SORENSEN v. LEXAR MEDIA, INC., 410 Fed.Appx. 342 (Fed. Cir. 2011)
Jens Erik SORENSEN, as Trustee of Sorensen Research and DevelopmentTrust, Plaintiff-Appellant, v. LEXAR MEDIA, INC., DefendantAppellee, andPhillips Plastics Corporation, Defendant-Appellee.
No. 2011-1125.United States Court of Appeals, Federal Circuit.
March 4, 2011.
[EDITOR'S NOTE: This case is unpublished as indicated by the issuing court.]
Appeal from the United States District Court for the Northern District of California in case no. 08-CV-0095, Judge James Ware.
Before PROST, MAYER, and MOORE, Circuit Judges.
ON MOTION
MOORE, Circuit Judge.
ORDER
Lexar Media, Inc. (Lexar) moves to dismiss Jen Erik Sorensen's appeal for lack of jurisdiction. Sorensen moves for an extension of time to file an opposition and opposes the motion to dismiss.
Sorensen sued Lexar in the United States District Court for the Northern District of California alleging patent infringement. The patent expired in February of 2008, shortly after Sorensen filed the suit. In February 2009, the district court stayed proceedings in this case pending the Patent and Trademark Office's reexamination of the patent. On January 8, 2010, in a final office action, the PTO determined that all of Sorensen's patent claims asserted against Lexar were not patentable. In April 2010, Sorensen appealed the PTO's final rejection to thePage 343
Board of Patent Appeals and Interferences. Thereafter, the district court denied Sorensen's motion to lift the stay of proceedings in the case. The district court noted that the denial of Sorensen's motion was without prejudice to Sorensen renewing the motion on or after May 2, 2011. Sorensen filed a notice of appeal of the order denying his motion to lift the stay, asserting that the district court violated his rights to due process and equal protection. Lexar moves to dismiss the appeal, asserting that the stay order is not an immediately appealable order.

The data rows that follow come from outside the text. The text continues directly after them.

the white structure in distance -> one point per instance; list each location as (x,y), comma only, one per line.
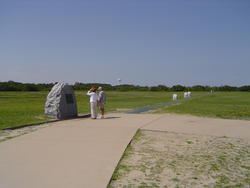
(175,97)
(187,94)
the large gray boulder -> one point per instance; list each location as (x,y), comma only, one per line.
(61,102)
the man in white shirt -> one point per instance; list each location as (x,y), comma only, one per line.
(93,102)
(101,101)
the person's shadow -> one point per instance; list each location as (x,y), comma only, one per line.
(88,115)
(111,117)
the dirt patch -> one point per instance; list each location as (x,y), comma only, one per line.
(164,159)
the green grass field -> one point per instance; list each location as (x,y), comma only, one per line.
(229,105)
(19,108)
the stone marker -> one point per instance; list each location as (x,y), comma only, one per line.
(185,94)
(175,97)
(61,102)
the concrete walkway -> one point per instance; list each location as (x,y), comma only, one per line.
(80,153)
(84,152)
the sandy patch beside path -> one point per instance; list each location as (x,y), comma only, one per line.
(164,159)
(200,126)
(85,152)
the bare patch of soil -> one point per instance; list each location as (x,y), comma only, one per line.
(175,160)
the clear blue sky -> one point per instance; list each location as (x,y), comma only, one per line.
(145,42)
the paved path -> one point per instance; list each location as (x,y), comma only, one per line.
(80,153)
(84,152)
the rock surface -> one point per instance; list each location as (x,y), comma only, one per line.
(61,102)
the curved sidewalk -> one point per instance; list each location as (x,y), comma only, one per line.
(84,153)
(75,153)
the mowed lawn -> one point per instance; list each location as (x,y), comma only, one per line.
(228,105)
(20,108)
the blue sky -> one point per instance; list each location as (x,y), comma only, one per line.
(145,42)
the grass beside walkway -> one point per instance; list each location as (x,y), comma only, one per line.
(229,105)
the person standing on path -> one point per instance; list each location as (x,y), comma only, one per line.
(101,101)
(93,102)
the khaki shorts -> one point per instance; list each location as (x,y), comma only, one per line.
(101,105)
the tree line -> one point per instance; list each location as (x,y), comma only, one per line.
(17,86)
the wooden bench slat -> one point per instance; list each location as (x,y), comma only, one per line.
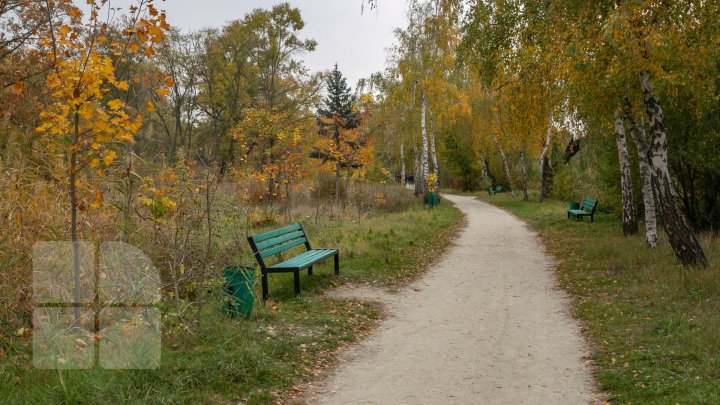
(282,248)
(274,234)
(306,259)
(279,240)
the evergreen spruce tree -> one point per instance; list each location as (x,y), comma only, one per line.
(336,114)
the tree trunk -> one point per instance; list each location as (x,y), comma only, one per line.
(424,157)
(544,164)
(681,235)
(628,206)
(433,153)
(418,179)
(338,166)
(402,165)
(73,219)
(523,169)
(485,171)
(637,131)
(506,165)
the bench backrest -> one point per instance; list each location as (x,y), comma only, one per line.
(589,205)
(277,241)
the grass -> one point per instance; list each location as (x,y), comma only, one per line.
(266,357)
(654,326)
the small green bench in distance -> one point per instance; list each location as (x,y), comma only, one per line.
(278,241)
(587,209)
(495,190)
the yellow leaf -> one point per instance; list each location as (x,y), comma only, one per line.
(162,92)
(75,12)
(109,158)
(18,88)
(115,104)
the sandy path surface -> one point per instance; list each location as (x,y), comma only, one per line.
(486,326)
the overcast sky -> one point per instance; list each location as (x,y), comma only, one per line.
(355,41)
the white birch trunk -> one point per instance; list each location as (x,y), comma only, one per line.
(506,165)
(433,153)
(637,131)
(485,171)
(628,208)
(424,157)
(402,164)
(418,179)
(523,169)
(681,235)
(545,162)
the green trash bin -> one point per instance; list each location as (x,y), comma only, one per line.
(238,291)
(432,200)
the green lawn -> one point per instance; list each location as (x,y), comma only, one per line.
(279,347)
(654,326)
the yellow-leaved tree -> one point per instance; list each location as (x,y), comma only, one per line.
(81,122)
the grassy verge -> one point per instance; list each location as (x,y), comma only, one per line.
(654,326)
(259,359)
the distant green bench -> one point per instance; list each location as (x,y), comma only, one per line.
(280,240)
(495,190)
(587,209)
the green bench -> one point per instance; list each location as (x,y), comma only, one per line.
(495,190)
(278,241)
(587,209)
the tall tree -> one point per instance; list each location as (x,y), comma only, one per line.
(336,116)
(628,205)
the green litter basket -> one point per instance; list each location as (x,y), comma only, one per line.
(432,199)
(238,291)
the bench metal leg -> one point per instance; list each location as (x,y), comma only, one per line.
(296,274)
(265,288)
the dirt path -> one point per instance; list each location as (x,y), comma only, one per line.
(486,325)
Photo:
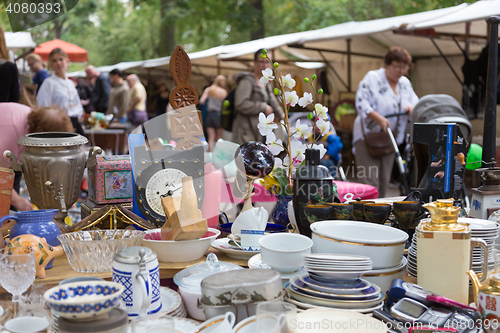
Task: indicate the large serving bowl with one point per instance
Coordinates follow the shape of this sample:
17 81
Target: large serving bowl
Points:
92 251
179 251
82 300
384 245
285 252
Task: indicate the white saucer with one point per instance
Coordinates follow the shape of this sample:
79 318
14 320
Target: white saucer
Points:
256 262
222 244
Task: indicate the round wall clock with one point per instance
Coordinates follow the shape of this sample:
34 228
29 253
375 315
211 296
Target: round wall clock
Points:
159 173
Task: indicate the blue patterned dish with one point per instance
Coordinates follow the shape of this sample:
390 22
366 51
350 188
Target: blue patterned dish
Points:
85 299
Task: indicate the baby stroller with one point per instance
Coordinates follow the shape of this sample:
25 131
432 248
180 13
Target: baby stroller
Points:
433 109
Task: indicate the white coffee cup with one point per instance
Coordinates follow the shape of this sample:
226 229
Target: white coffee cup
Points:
252 219
248 240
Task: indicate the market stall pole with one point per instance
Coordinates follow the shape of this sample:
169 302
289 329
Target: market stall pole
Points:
489 138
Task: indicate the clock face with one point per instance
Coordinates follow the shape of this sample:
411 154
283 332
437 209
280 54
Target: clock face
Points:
163 182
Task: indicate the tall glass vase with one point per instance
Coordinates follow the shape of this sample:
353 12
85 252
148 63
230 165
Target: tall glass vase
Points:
280 211
312 184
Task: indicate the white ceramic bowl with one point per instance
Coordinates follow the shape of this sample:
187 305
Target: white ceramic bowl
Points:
384 245
82 300
284 252
179 251
384 277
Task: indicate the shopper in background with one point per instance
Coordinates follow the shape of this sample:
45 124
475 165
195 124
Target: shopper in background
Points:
60 90
382 92
100 89
119 97
9 77
136 110
213 96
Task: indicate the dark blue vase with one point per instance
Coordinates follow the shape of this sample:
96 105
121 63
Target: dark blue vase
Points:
280 211
36 222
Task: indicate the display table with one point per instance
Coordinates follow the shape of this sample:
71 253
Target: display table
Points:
62 269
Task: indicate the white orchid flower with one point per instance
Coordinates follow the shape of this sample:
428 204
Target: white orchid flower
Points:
321 148
266 124
267 75
321 111
305 100
278 163
291 98
275 146
323 126
288 81
301 131
297 149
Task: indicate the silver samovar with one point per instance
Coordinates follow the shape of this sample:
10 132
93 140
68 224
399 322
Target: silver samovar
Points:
53 165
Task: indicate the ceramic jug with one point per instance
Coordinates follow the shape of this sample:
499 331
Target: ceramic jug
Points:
36 222
137 269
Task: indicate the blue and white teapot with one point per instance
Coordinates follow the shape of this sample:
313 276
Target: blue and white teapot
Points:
137 269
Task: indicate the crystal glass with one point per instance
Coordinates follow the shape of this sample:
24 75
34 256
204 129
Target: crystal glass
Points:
17 271
92 251
276 317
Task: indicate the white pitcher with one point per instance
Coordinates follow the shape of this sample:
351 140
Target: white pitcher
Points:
252 219
137 269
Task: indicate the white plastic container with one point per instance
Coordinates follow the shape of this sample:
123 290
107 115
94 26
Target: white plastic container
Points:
189 282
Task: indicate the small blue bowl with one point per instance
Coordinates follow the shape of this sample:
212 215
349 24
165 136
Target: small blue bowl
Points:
83 300
270 228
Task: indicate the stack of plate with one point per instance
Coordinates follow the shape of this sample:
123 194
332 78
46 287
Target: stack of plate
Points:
307 291
337 266
333 280
483 229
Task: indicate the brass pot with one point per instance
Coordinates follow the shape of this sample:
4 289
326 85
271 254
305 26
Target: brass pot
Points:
53 165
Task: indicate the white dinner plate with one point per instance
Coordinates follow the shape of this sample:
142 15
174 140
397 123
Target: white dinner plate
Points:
223 245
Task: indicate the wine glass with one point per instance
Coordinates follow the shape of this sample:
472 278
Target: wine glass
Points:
17 271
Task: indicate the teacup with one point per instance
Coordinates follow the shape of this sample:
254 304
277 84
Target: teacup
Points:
285 252
27 324
377 212
341 211
248 240
252 219
219 324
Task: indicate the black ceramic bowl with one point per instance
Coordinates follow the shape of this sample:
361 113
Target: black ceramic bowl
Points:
318 212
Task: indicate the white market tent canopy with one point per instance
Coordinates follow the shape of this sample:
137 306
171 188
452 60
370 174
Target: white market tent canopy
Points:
351 49
19 40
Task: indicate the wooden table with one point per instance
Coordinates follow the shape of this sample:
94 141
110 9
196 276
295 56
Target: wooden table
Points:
62 270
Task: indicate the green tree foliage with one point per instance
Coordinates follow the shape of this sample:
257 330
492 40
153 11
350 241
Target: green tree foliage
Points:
126 30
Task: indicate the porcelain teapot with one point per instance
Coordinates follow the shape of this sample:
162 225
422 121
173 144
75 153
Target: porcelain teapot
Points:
487 299
137 269
252 219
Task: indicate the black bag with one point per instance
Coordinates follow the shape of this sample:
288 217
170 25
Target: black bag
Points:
228 111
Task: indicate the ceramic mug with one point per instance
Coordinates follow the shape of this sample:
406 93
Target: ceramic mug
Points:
141 278
248 240
252 219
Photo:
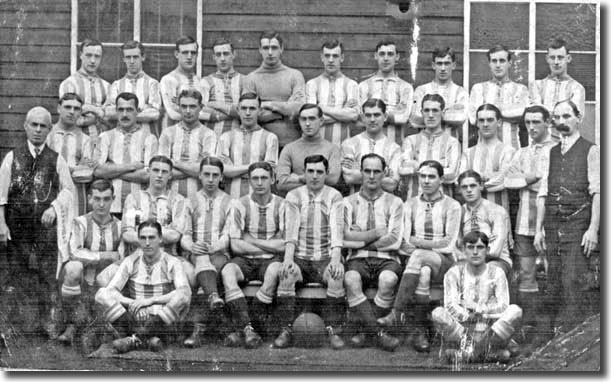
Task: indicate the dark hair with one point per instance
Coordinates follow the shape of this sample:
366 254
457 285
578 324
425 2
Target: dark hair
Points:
127 96
90 42
435 98
499 48
434 164
474 236
537 109
263 165
489 106
101 185
374 156
557 43
271 34
184 40
133 44
317 158
211 161
470 174
442 52
331 44
162 159
150 223
191 93
69 97
374 102
307 106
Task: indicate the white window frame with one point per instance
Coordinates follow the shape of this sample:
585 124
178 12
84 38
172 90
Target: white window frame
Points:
136 33
531 48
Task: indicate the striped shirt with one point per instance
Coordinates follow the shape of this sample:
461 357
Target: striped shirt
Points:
180 143
168 209
226 89
432 224
533 159
120 147
491 162
502 94
338 92
550 90
316 222
454 96
145 87
386 210
240 146
397 94
493 220
155 280
170 87
440 146
263 222
356 147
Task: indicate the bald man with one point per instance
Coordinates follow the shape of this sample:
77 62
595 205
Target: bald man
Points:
35 190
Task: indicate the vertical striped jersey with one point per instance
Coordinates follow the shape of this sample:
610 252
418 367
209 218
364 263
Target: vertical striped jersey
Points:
338 92
315 222
245 146
180 143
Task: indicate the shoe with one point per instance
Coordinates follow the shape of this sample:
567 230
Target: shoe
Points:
387 342
215 302
68 335
195 339
284 338
251 339
358 341
126 344
335 340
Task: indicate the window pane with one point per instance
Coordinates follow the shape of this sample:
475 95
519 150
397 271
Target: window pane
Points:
575 23
165 21
106 20
493 23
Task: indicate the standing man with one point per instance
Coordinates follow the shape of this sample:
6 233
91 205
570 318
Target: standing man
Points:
124 151
222 89
372 140
281 89
528 167
145 87
510 97
92 89
257 243
291 173
187 143
386 85
455 96
336 94
558 85
74 146
246 144
568 218
33 182
431 143
431 229
314 240
374 220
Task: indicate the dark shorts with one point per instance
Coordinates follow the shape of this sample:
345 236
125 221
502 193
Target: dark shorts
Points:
253 269
371 268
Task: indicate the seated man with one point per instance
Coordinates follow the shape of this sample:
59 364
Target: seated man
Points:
476 317
257 242
431 228
373 229
313 250
95 243
157 293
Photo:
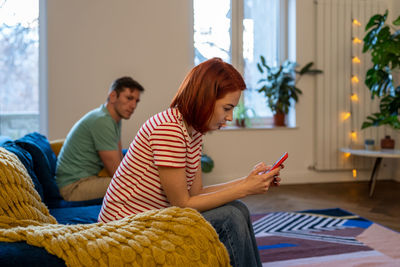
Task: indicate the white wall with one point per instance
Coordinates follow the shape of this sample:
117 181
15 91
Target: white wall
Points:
90 43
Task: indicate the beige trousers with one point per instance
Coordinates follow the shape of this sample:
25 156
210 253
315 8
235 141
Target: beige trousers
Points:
86 188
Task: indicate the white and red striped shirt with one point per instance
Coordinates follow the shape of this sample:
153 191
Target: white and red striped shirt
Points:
161 141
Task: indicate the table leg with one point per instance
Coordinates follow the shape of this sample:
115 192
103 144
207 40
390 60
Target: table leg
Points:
374 174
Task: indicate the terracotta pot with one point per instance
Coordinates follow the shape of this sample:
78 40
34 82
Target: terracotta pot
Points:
279 119
387 142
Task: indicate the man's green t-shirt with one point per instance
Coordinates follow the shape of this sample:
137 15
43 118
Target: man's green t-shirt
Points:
79 157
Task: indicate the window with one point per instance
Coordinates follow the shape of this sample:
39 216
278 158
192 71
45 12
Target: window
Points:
239 31
19 62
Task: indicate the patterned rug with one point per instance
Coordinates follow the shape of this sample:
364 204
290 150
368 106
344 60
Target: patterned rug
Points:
331 237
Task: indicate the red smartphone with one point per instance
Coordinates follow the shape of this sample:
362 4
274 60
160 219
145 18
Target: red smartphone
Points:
279 162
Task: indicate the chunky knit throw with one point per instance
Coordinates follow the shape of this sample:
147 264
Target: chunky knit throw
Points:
167 237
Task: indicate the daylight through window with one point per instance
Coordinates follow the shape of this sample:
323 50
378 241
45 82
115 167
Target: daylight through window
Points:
19 64
239 31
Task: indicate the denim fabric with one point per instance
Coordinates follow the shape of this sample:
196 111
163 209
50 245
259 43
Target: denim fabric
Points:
233 226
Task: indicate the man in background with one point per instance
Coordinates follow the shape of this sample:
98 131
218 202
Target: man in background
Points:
94 143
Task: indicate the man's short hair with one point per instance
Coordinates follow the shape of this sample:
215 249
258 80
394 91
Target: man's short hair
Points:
125 82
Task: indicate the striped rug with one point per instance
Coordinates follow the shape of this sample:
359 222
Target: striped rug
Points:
331 237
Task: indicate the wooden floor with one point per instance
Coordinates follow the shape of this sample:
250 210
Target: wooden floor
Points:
383 208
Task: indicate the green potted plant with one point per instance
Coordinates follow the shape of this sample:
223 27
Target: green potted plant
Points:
279 86
383 41
242 115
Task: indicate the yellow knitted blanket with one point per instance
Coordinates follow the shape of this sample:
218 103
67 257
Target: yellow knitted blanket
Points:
168 237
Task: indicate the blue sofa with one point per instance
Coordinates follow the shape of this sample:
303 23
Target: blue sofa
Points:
36 154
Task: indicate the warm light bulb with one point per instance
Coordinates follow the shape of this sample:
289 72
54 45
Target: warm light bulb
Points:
354 97
356 60
353 135
345 115
356 22
355 79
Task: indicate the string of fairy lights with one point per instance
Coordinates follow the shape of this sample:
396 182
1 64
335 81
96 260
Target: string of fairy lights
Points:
354 80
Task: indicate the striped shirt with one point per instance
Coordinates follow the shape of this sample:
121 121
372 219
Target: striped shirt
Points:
136 187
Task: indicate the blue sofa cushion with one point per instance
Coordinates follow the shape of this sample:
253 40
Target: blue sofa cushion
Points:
21 254
27 161
76 215
44 161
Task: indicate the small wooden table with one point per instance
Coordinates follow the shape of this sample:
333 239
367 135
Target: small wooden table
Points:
378 154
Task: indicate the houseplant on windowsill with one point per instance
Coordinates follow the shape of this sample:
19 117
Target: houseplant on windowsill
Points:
242 115
383 41
279 86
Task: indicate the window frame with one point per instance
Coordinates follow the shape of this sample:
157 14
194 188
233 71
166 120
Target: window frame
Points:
285 50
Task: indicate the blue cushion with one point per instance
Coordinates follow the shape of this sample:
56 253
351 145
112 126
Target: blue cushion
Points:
4 139
76 215
44 144
61 203
20 254
36 145
27 161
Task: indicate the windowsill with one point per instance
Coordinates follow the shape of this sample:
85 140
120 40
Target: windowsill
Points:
265 127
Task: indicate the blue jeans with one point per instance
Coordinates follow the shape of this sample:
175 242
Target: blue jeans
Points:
233 226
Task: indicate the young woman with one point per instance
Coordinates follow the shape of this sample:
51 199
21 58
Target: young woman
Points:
162 166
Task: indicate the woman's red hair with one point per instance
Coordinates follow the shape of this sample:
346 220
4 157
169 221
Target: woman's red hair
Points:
202 86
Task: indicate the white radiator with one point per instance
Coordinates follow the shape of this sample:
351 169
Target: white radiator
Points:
335 49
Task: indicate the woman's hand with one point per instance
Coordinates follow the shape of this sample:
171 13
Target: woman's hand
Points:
258 182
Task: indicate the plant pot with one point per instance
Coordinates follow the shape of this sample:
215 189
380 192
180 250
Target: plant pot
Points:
279 119
387 142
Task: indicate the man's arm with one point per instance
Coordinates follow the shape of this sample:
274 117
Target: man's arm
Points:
111 159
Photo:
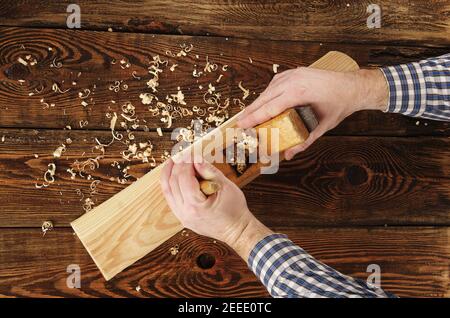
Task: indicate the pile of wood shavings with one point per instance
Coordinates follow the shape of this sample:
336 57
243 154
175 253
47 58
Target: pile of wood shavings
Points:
168 106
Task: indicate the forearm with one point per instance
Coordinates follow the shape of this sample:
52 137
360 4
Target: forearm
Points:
373 90
288 271
246 238
420 89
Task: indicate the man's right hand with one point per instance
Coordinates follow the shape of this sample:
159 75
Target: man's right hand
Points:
332 95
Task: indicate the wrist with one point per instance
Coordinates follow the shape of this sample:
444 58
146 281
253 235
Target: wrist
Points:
372 90
251 232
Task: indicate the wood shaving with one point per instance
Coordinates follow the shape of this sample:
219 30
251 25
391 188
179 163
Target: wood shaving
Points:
84 94
88 204
172 68
135 76
58 152
56 89
174 250
245 91
46 226
147 98
275 68
56 64
72 173
83 123
210 67
49 176
22 61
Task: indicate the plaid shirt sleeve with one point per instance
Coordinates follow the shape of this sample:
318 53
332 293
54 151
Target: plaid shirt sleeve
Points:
288 271
420 89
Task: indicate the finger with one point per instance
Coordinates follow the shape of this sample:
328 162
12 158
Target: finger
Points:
265 97
268 111
189 185
313 136
174 185
208 172
165 185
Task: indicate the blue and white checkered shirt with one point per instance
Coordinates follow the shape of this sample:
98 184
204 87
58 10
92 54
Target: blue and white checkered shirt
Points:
417 89
420 89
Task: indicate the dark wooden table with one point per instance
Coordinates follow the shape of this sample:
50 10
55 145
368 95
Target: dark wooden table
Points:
375 190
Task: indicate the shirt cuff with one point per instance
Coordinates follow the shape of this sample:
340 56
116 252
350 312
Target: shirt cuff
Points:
407 89
271 256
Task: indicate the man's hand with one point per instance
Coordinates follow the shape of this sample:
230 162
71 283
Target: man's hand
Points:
332 95
223 215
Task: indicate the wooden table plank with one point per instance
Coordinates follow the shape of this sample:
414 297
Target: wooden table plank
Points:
92 53
338 181
413 263
424 22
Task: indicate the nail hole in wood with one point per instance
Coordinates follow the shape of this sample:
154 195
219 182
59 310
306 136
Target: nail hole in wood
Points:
357 175
205 261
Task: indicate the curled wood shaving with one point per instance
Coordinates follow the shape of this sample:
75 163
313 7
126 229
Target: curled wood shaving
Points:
275 68
46 226
22 61
56 89
83 123
45 104
172 68
88 204
147 98
84 94
49 176
245 91
58 152
210 67
174 250
56 64
72 174
135 76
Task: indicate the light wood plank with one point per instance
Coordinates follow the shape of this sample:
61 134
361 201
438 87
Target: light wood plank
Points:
136 220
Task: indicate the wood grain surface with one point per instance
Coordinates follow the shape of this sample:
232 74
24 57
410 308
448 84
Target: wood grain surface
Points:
132 223
92 53
412 22
413 263
338 181
373 170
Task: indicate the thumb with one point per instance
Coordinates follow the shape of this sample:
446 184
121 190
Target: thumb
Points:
207 171
313 136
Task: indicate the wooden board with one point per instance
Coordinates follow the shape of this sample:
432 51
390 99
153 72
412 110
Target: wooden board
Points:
136 220
339 181
91 53
415 21
413 262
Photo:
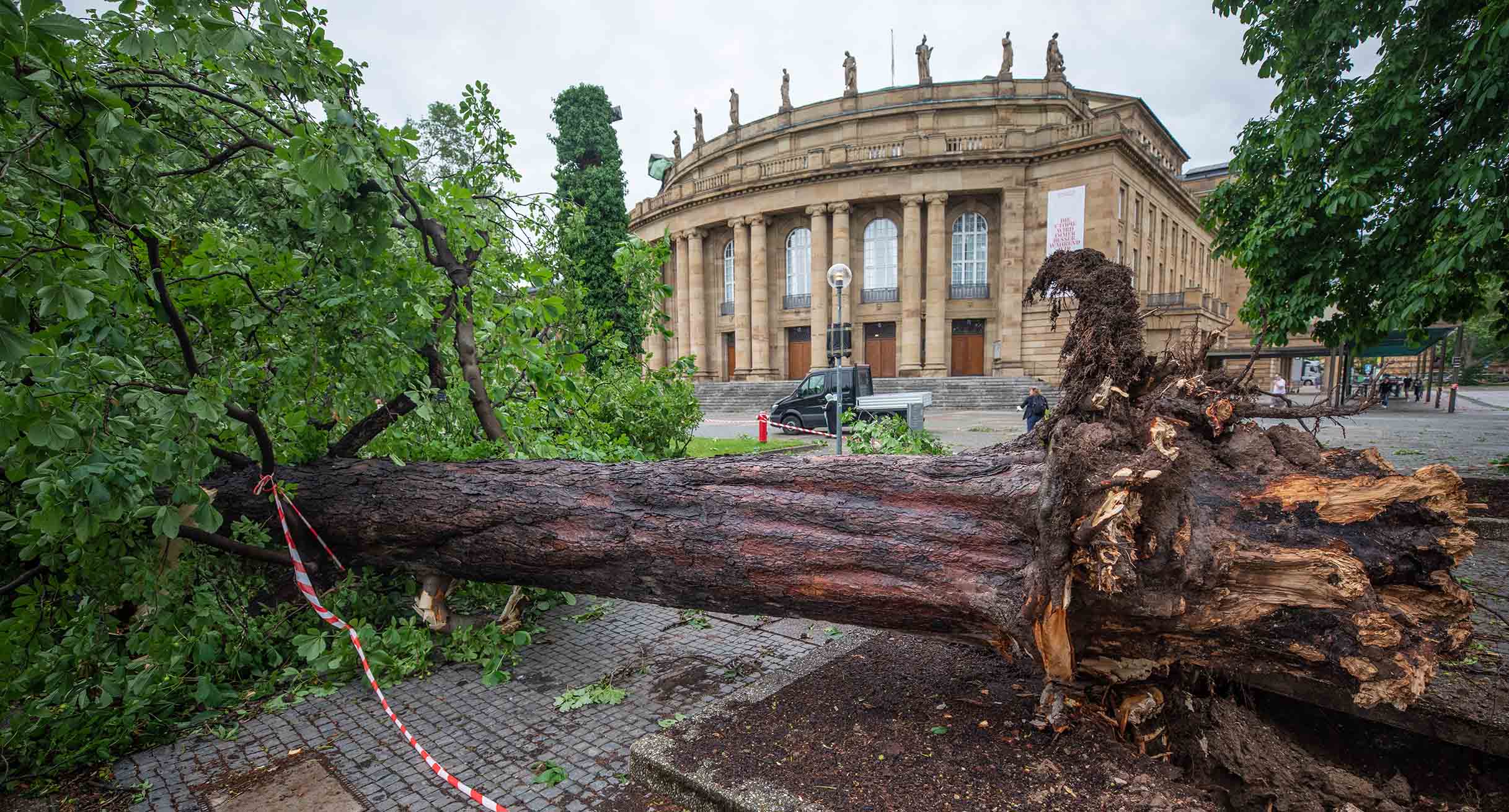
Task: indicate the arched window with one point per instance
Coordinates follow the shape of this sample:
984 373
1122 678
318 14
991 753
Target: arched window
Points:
799 263
880 260
971 249
728 271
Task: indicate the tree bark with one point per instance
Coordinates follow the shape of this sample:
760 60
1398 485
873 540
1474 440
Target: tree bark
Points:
1141 527
1330 570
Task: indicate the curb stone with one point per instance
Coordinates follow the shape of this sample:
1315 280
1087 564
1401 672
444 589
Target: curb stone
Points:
652 758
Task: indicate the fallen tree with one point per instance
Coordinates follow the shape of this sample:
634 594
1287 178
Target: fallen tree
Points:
1144 524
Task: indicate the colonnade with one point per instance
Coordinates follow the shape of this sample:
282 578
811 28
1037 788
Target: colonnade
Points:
923 320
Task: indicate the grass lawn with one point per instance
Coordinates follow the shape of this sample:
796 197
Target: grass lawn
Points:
710 447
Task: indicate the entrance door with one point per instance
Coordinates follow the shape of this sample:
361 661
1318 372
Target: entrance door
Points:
799 352
880 348
969 348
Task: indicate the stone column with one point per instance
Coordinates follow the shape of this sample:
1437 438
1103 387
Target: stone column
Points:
741 298
657 343
697 292
910 278
1010 281
937 287
683 319
759 302
821 313
841 254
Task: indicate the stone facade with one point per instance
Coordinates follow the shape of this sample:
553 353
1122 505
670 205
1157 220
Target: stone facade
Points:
929 159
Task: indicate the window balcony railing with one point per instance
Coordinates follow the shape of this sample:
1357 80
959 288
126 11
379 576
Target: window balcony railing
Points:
781 167
969 292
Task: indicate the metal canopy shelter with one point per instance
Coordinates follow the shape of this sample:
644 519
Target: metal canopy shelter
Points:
1395 345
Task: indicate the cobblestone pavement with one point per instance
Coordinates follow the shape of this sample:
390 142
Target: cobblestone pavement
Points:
1409 434
1487 396
491 737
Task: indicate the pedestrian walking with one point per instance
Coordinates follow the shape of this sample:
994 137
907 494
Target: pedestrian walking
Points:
1034 407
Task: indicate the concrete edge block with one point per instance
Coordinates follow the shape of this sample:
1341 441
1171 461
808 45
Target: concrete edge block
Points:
652 758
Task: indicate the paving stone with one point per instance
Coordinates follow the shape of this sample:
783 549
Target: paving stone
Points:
494 737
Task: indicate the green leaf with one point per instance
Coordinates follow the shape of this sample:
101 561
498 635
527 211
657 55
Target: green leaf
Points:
311 647
168 523
14 345
63 26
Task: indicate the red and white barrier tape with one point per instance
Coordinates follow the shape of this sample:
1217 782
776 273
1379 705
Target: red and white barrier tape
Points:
303 578
773 425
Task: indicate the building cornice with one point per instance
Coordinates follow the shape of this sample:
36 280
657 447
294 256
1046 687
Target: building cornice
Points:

As a general rule, an order staying a case pending reexamination is not subject to immediate appeal. SlipTrack Sys., Inc. v. Metal Lite, Inc., 159 F.3d 1337, 1340
(Fed. Cir. 1998); Gould v. Control Laser Corp.,705 F.2d 1340, 1341 (Fed. Cir. 1983). One narrow exception allows an immediate appeal if the stay order effectively puts the appellant out of court because no court would review an issue following the stay. Slip Track, 159 F.3d at 1340. For example, in Slip Track we allowed an immediate appeal when after the PTO reexamination proceedings concluded it was possible that the appellants would be unable to raise the issue of priority of invention in the any forum. Id.
In this case, the appellant has not shown that any issue will evade review by a federal court, due to the stay of proceedings pending reexamination. As we noted in Gould, "[district court and PTO decisions on the merits are both reviewable by this court." Gould, 705 F.2d at 1342. Sorensen argues that the issue whether the stay was proper would become moot if this court dismisses the appeal for lack of jurisdiction. Of course, this may be true of a large variety of nonfinal orders that parties would try to appeal, but that does not create jurisdiction to review the nonfinal orders.
Accordingly,
IT Is ORDERED THAT:
(1)The motion to dismiss is granted. The appeal is dismissed.
(2)The motion for an extension of time to file an opposition to the motion to dismiss is granted.
(3)Each side shall bear its own costs.